Детство братья провели на воле, в имении отца, который выслужил офицерский чин и оставил детям потомственное дворянство. После смерти отца у них отсудили именье за долги. Николай с девятнадцати лет сидел в казённой палате и мечтал купить себе маленькую усадебку и ни о чём другом просто не мог думать. Он всё время представлял себе будущую усадьбу, где непременно должен был расти крыжовник. Николай копил деньги, недоедал, женился без любви на некрасивой, но богатой вдове. Он держал жену впроголодь, а деньги её положил на своё имя в банк. Жена не вынесла такой жизни и умерла, а Николай купил себе именье, выписал двадцать кустов крыжовника, посадил их и зажил помещиком. Когда Иван Иваныч приехал навестить брата, то был неприятно поражён тем, как тот опустился, постарел и обрюзг. Он стал настоящим барином, много ел, судился с соседними заводами. Николай потчевал брата крыжовником, и по нему было видно, что он доволен своей судьбой и самим собой.

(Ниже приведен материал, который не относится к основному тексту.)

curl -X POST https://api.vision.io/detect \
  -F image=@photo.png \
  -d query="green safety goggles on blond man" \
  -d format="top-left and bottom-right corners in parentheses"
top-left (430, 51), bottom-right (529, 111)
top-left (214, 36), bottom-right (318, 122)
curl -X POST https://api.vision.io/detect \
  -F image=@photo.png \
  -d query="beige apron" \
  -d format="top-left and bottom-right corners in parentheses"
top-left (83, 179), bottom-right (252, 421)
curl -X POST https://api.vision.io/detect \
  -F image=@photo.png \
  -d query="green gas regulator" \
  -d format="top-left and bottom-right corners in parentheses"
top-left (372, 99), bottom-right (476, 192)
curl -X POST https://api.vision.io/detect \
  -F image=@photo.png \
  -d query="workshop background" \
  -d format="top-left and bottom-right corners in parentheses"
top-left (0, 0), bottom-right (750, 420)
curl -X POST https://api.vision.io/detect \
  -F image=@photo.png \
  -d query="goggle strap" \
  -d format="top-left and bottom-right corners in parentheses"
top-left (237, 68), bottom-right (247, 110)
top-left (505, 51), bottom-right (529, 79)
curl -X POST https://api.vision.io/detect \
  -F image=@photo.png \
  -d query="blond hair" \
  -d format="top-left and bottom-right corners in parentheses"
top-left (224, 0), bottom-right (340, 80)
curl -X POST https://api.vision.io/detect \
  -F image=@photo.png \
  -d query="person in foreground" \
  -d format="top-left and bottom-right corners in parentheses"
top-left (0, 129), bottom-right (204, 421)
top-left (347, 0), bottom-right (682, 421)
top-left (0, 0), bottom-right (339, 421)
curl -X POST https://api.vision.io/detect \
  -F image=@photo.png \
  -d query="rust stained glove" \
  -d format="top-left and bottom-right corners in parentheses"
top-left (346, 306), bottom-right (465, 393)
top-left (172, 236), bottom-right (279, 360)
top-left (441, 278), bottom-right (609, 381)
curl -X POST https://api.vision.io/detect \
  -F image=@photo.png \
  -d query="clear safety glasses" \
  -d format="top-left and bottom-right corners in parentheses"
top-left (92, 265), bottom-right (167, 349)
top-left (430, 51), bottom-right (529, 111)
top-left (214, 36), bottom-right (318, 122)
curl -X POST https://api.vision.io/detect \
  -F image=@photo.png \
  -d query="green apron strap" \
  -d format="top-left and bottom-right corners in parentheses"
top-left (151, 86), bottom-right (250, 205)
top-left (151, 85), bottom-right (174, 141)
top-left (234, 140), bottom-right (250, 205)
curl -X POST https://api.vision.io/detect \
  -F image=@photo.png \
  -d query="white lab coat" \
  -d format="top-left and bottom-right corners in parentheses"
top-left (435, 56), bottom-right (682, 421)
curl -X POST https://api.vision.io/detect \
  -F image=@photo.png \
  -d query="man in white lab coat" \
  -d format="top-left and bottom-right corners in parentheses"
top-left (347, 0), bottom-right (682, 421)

При виде этого счастливого человека Иваном Иванычем «овладело чувство, близкое к отчаянию». Всю ночь, проведённую им в усадьбе, он думал о том, как много людей в мире страдает, сходит с ума, пьёт, сколько детей умирает от недоедания. И сколько других людей живёт «счастливо», «днём ест, ночью спит, говорит свою чепуху, женится, старится, благодушно тащит на кладбище своих покойников». Ему подумалось, что за дверью каждого счастливого человека должен стоять «кто-нибудь с молоточком» и напоминать ему стуком, что есть несчастные, что рано или поздно с ним стрясётся беда, и «его никто не увидит и не услышит, как он сейчас не видит и не слышит других». Иван Иваныч, заканчивая свой рассказ, говорит, что счастья нет, а если в жизни есть смысл, то он не в счастье, а в том, чтобы «делать добро».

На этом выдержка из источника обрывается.